Can such an institution offer a quality education?
It depends how you define quality, which is always the case in the early stages of a disruptive innovation.
The more prestigious traditional universities are generally those that do the best research and attract the best students. By that measure, low cost universities don’t compare since their faculties do little publishable research.
In reality, attending a prestige, research oriented university is primarily important for those students who will themselves go on to careers in research or academia, or who aspire to get the kinds of jobs for which it helps to have a degree from an elite university.
But, that is a relatively small percentage of students attending college today, let alone those not able to afford a post-secondary education at all, who would likely be the main beneficiaries of the innovations discussed in Disrupting College.
More than anything, such students want to improve their skills so they can get a better job now and have an overall better career in the future.
They are generally older, and are often not able to attend college full time because they have to work. A large percentage come from racial minorities who have been underrepresented in traditional universities.
Attending a prestigious university was never in the cards for such students, but hopefully now, they will be able to get a decent post-secondary education whenever they are ready for it.
Disruptive innovations sometimes completely replace the older version of a product or service, e.g., transistors versus vacuum tubes. But other times, they give rise to a new market segment that does not replace an older one but co-exists with it, e.g., smartphones versus PCs and tablets.
Usually two major factors determine whether the older version gets replaced or co-exists. Can the new innovation eventually perform all the functions of the older version but do so at a significantly lower price? And, can the older version reinvent itself by embracing some of the key innovations of the new product or service?
Traditional research oriented universities address a very different market segment from the one being addressed by the newer online universities optimized to provide a low cost, structured education.
“[Research] institutions of higher education remain vital – indeed those that focus on research as well as those that train people for the academy will still be critically important for the country’s future.
Most of America’s elite colleges and universities will continue to fulfill this job. But we should no longer force those institutions that are focused on teaching and learning to compete on the same metrics and play by the same rules.
Pushing these institutions to adopt a mission of knowledge creation has created institutions that have two conflated value propositions and business models – and added significant overhead costs.
We need institutions focused solely on knowledge proliferation – and need to regard those that do a good job on this dimension as being of high quality at what they were meant to do.”

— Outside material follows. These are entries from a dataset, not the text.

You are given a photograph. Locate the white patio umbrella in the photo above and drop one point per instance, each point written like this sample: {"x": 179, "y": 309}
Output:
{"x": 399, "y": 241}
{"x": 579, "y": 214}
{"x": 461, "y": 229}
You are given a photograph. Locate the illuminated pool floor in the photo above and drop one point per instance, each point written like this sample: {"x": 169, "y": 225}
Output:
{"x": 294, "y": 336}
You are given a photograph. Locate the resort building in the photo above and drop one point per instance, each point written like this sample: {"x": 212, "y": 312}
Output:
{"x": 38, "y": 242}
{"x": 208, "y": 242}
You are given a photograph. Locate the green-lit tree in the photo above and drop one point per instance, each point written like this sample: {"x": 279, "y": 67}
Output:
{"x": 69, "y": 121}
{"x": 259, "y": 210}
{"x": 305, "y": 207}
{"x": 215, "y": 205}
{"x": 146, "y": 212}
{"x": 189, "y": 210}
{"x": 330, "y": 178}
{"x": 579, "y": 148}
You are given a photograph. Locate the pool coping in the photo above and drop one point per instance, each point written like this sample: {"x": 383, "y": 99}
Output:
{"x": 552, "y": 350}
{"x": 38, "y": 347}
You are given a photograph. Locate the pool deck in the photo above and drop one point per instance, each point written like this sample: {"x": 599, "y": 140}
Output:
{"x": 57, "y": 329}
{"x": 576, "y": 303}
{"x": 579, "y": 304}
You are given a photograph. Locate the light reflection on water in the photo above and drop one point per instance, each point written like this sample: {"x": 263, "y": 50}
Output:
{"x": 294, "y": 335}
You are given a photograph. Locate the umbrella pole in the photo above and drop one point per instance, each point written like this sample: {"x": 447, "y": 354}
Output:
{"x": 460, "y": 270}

However, as is always the case with disruptive innovations, the new technologies and business models should be embraced by traditional universities to help address some of the serious financial problems they are going through.
This is particularly true for those institutions not quite at the elite level who are most vulnerable to competition from the fast growing online universities.

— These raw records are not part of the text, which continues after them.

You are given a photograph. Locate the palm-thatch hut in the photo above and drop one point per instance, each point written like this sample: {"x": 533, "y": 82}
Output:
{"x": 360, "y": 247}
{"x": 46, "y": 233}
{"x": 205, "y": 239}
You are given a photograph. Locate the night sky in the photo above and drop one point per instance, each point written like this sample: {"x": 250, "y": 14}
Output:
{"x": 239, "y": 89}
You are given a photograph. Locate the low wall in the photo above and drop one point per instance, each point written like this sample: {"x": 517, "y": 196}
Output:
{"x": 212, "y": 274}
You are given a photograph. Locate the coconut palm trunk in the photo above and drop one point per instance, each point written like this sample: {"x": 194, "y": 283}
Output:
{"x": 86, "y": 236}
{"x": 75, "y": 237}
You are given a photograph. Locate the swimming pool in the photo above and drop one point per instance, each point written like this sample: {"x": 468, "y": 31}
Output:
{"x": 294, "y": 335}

Disrupting College is an excellent report whose provocative ideas could help address two major societal problems. First is to help us make a dent in our jobs crisis.
Better educated workers will be in a better position to obtain good jobs with good pay. An affordable post-secondary education will hopefully bring such good jobs and pay within the reach of many more workers.
And, at the same time, US higher education is facing complex challenges. Online learning might just be the kind of disruptive innovation that helps existing universities rethink many of their old assumptions and reinvent higher education. Let us all hope so.